Second, as experience of the participants increased across the 3 years of residency, their prevalence estimates became more precise, as reflected in the reduction of the standard deviations of their estimates. Thus, whereas first-year residence might disagree considerably amongst themselves of whether 1% or 10% of patients suffered from bacteremia, by the third year of residency they might all agree on 5-6% (or whatever value they settled on).
Third, even though the precision of prevalence estimates increased with experience, the mean deviation of those estimates from the actual base rates of diseases changed little.
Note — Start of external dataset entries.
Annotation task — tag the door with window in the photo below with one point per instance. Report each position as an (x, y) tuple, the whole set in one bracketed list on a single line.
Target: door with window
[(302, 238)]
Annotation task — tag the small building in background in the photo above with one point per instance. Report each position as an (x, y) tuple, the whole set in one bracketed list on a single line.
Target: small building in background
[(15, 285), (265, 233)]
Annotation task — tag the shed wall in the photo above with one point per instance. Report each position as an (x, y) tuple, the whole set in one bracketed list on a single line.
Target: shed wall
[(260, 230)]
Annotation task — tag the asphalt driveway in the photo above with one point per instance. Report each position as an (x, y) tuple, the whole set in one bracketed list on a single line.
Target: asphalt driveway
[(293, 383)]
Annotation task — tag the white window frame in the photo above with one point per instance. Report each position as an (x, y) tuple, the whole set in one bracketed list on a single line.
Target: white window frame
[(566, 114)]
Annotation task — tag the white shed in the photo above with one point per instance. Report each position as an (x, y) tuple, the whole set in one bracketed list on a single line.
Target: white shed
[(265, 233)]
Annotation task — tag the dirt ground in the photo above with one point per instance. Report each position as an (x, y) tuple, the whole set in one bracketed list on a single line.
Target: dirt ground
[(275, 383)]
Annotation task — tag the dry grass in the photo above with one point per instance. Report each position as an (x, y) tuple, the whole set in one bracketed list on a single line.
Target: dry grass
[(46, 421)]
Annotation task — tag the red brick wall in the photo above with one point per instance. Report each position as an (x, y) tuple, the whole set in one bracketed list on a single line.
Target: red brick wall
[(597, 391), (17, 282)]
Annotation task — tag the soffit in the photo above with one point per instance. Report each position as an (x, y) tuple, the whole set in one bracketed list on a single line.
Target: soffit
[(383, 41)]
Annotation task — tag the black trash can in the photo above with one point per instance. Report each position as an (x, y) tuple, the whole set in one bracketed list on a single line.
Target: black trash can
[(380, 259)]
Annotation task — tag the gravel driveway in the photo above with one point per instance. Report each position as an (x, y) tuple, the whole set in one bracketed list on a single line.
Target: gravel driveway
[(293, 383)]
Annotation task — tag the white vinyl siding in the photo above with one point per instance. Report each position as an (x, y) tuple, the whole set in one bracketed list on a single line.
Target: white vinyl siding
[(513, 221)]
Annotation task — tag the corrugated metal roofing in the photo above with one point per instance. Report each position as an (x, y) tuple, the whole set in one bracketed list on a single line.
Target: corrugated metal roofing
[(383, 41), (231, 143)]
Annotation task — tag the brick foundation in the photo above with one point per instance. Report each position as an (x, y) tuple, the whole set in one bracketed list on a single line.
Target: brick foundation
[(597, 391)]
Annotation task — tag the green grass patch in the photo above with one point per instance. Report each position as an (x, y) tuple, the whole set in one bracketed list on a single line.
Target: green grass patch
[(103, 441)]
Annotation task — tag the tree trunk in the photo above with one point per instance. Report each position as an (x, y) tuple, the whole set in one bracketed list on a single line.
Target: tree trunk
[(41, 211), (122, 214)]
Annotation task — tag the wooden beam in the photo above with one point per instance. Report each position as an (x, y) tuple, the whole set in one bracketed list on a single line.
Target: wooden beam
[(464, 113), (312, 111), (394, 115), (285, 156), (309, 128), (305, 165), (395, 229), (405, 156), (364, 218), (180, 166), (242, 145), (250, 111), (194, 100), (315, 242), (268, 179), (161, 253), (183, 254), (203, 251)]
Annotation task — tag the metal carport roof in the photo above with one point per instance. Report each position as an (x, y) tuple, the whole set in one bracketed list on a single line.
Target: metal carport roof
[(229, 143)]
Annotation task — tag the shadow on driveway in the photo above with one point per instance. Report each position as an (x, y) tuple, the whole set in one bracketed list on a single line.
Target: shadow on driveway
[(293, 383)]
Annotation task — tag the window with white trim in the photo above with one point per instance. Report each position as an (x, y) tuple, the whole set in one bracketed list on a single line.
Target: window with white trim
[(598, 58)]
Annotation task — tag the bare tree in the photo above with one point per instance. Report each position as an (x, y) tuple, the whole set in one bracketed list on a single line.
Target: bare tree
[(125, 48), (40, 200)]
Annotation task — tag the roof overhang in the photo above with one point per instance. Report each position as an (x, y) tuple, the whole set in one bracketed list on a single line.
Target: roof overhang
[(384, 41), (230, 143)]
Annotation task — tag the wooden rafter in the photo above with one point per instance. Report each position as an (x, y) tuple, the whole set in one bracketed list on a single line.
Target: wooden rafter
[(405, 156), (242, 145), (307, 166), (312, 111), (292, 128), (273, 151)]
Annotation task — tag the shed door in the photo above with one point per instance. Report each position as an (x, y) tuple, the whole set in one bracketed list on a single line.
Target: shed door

In other words, the average accuracy of residents did not improve, but they all moved closer to the average as they gathered more experience.
Finally, participants’ prevalence judgments were highly correlated with the actual prevalence of the diseases, with individual correlation coefficients ranging from .41 to .82 (mean around .60).
Rottman and colleagues conclude that residents are sensitive to base rates in their diagnostic decision making, a finding that they consider to be “comforting”. Given that diagnostic errors are a major contributor to poor patient outcomes, it is indeed comforting to know that residents do not fully neglect base rates and are more likely to think of a horse than a zebra when they hear hoofbeats.
One zebra in the ointment is that some residents did not have very accurate knowledge of the base rates, which could lead to errors in diagnosis. Some residents may think that zebras are no less common than horses.
Article focused on in this post:
Rottman, B. M., Prochaska, M. T., & Deaño, R. C. (2016) Bayesian reasoning in residents’ preliminary diagnoses. Cognitive Research: Principles and Implications. DOI 10.1186/s41235-016-0005-8.